Along with the release of its latest platform, OS X Lion, Apple this week issued a new version of its Safari web browser, closing dozens of security flaws.

The updated version, Safari 5.1, is included in Lion and is available for Mac OS X 10.6 Snow Leopard, as well as Windows 7, Vista and XP. A separate update, Safari 5.0.6, was released for users of Mac OS X 10.5 Leopard to fix the same vulnerabilities.

The update closes 58 flaws in total, some of which could allow an attacker to execute arbitrary code, perform cross-site scripting attacks or obtain sensitive information, according to an advisory from the US-CERT.

“The sheer number of vulnerabilities being patched in Safari is mind-boggling,” Andrew Storms, director of security operations for network and compliance auditing firm nCircle, said in a statement sent to

Other computing giants, like Microsoft and Oracle, release comparable-sized updates, but those fixes typically apply to many different applications and operating systems.

“This is a vast number of bugs for just Safari alone,” Storms said.

The majority of the bugs addressed in the update affect WebKit, an open-source web browser engine used by Safari and Google's Chrome web browser. Most of the WebKit flaws were classified as memory corruption issues that could allow for the execution of remote code if a user is tricked into visiting a malicious website.

Safari 5.1 also includes a new “sandboxing” feature, exclusive for Lion users, that is designed to protect against web-based exploits. Sandboxing refers to the process of isolating programs from one another to prevent issues in one program from affecting the entire operating system.
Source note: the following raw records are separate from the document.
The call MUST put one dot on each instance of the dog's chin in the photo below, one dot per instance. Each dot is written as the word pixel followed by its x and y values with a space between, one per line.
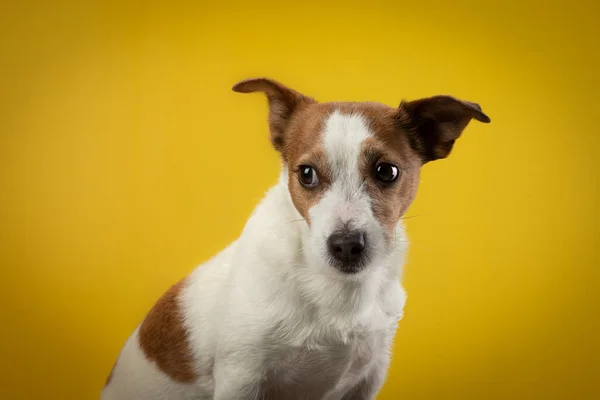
pixel 349 269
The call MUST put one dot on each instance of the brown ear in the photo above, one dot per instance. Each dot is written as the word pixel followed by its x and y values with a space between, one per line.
pixel 283 103
pixel 434 123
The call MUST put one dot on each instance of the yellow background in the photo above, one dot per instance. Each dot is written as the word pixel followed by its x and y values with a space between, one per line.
pixel 125 160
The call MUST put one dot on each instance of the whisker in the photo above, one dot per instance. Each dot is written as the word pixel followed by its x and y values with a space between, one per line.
pixel 295 220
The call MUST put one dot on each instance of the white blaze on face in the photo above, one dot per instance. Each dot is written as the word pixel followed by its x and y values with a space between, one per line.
pixel 346 201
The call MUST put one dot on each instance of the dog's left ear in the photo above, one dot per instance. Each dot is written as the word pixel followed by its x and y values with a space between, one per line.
pixel 283 103
pixel 434 123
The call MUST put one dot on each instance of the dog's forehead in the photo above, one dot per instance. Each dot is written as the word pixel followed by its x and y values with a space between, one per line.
pixel 339 131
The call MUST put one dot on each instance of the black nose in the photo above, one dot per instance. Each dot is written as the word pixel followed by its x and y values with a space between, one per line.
pixel 346 246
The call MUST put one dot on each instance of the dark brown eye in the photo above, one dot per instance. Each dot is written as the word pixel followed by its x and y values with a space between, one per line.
pixel 308 176
pixel 386 173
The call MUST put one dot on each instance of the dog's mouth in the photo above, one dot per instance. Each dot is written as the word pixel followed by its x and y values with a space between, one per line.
pixel 349 268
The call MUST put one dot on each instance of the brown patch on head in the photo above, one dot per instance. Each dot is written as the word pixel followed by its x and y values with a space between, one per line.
pixel 387 145
pixel 164 338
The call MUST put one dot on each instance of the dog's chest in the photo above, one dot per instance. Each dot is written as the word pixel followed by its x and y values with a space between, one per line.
pixel 322 365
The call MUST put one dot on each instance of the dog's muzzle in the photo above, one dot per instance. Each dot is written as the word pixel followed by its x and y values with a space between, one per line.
pixel 347 250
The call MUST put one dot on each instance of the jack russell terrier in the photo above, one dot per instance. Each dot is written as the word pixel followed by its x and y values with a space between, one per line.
pixel 305 303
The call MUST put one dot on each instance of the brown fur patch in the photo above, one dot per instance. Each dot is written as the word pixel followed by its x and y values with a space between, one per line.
pixel 389 144
pixel 407 137
pixel 164 339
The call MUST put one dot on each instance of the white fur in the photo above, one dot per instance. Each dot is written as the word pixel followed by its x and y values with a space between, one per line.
pixel 269 307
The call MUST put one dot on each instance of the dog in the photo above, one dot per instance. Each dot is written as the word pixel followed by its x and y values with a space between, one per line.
pixel 306 302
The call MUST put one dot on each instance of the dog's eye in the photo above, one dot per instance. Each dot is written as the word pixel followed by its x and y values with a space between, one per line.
pixel 386 172
pixel 308 176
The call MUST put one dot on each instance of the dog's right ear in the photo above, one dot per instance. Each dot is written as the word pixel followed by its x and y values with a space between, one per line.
pixel 283 103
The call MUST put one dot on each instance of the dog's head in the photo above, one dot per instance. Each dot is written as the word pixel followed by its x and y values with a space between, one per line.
pixel 354 167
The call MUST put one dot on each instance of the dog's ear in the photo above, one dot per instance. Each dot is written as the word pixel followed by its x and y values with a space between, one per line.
pixel 434 123
pixel 283 103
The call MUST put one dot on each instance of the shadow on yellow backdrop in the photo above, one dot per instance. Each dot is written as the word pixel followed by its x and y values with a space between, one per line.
pixel 125 160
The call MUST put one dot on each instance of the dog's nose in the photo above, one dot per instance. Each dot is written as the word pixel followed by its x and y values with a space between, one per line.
pixel 345 246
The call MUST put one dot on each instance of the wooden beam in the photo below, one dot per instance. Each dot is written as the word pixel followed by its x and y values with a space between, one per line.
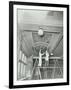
pixel 56 42
pixel 56 58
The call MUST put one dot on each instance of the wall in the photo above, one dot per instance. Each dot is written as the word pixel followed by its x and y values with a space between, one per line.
pixel 4 44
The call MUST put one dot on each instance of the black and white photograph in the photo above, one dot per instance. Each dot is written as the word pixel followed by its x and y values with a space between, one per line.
pixel 39 44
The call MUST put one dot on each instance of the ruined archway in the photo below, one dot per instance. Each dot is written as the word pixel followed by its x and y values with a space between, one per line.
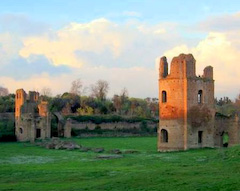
pixel 225 139
pixel 57 125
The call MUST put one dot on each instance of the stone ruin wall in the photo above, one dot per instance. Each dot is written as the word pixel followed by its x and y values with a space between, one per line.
pixel 182 86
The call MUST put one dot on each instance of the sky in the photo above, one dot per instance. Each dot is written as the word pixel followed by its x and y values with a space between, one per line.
pixel 50 43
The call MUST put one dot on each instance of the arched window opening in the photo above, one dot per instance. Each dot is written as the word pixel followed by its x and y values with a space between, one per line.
pixel 164 136
pixel 225 139
pixel 164 96
pixel 200 96
pixel 200 137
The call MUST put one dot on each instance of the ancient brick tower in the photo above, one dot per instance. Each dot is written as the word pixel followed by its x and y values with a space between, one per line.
pixel 186 105
pixel 32 119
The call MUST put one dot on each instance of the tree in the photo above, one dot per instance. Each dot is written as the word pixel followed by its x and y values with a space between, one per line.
pixel 100 90
pixel 76 87
pixel 3 91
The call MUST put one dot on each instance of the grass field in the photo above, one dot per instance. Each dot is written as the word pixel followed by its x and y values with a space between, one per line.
pixel 27 167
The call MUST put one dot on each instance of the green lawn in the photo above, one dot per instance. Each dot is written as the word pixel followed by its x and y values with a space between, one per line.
pixel 27 167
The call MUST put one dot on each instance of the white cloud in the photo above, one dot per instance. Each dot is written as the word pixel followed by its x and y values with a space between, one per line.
pixel 218 51
pixel 98 37
pixel 131 14
pixel 140 82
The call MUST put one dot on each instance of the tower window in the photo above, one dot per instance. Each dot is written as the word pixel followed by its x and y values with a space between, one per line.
pixel 21 130
pixel 200 136
pixel 164 96
pixel 164 136
pixel 200 96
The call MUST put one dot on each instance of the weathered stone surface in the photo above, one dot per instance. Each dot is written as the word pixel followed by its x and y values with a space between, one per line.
pixel 32 118
pixel 57 144
pixel 179 91
pixel 115 151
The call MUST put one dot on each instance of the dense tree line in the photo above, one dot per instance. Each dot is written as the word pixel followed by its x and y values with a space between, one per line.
pixel 96 102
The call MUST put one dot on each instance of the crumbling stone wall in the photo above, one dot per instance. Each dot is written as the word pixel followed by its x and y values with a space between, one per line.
pixel 229 125
pixel 178 95
pixel 32 119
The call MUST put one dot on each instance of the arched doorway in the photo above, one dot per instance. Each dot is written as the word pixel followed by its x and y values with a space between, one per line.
pixel 225 139
pixel 164 136
pixel 57 125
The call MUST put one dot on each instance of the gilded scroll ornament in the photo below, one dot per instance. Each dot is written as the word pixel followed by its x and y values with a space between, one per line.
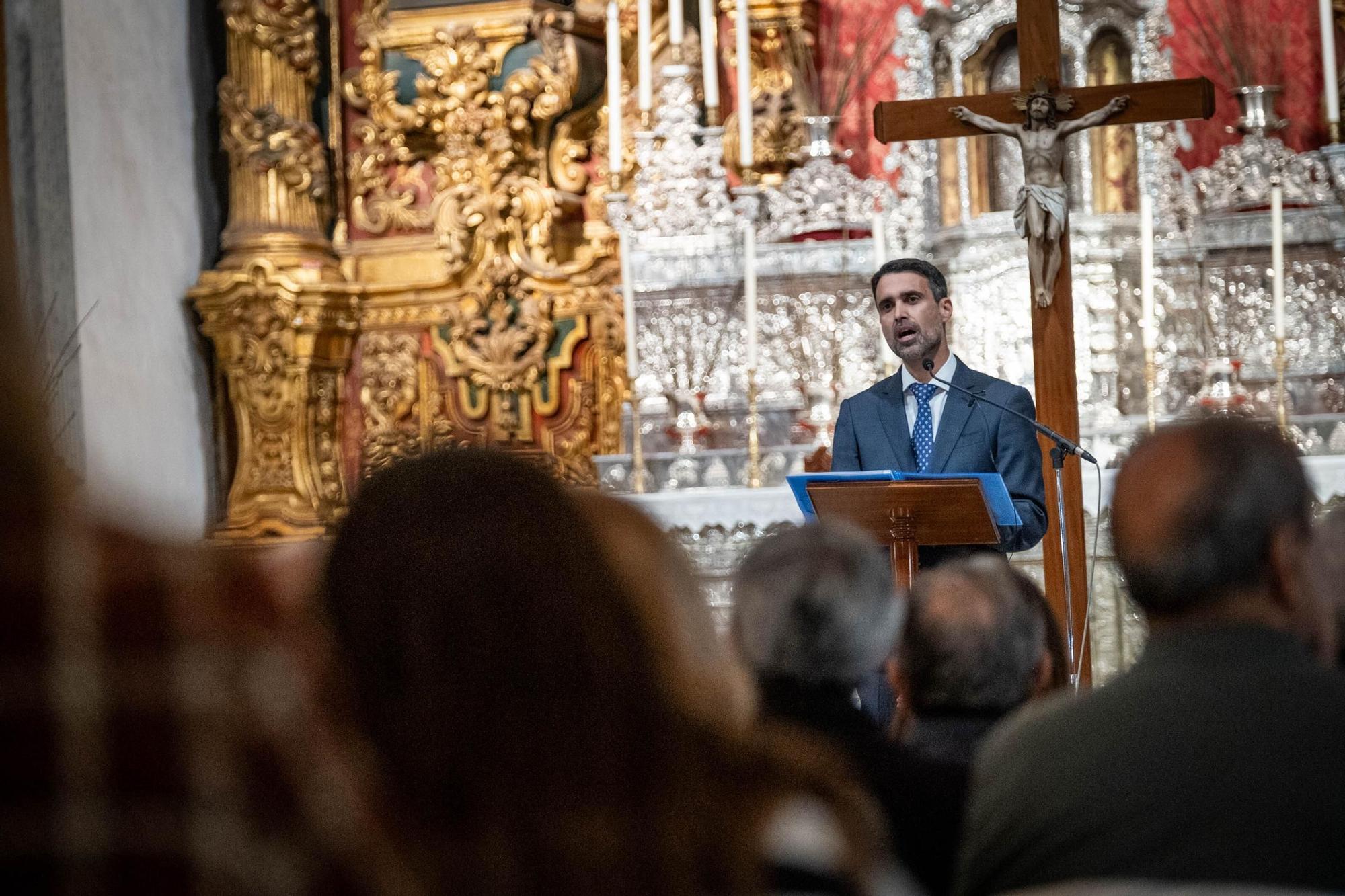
pixel 270 142
pixel 289 29
pixel 388 393
pixel 282 345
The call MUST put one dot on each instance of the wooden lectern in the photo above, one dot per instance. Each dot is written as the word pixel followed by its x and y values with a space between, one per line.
pixel 911 513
“All the web content and applications you use in Safari on Lion are sandboxed, so websites can't use exploits to access your system,” Apple explained. “If a website contains malicious code intended to capture personal data or take control of your computer, sandboxing automatically blocks it to keep your computer and your information safe.”

Google has included sandboxing technology in Chrome since the browser's release in 2008.

Safari 5.1 also includes non-security improvements, including a new feature called Reading List, which lets users tag articles and links for later reading.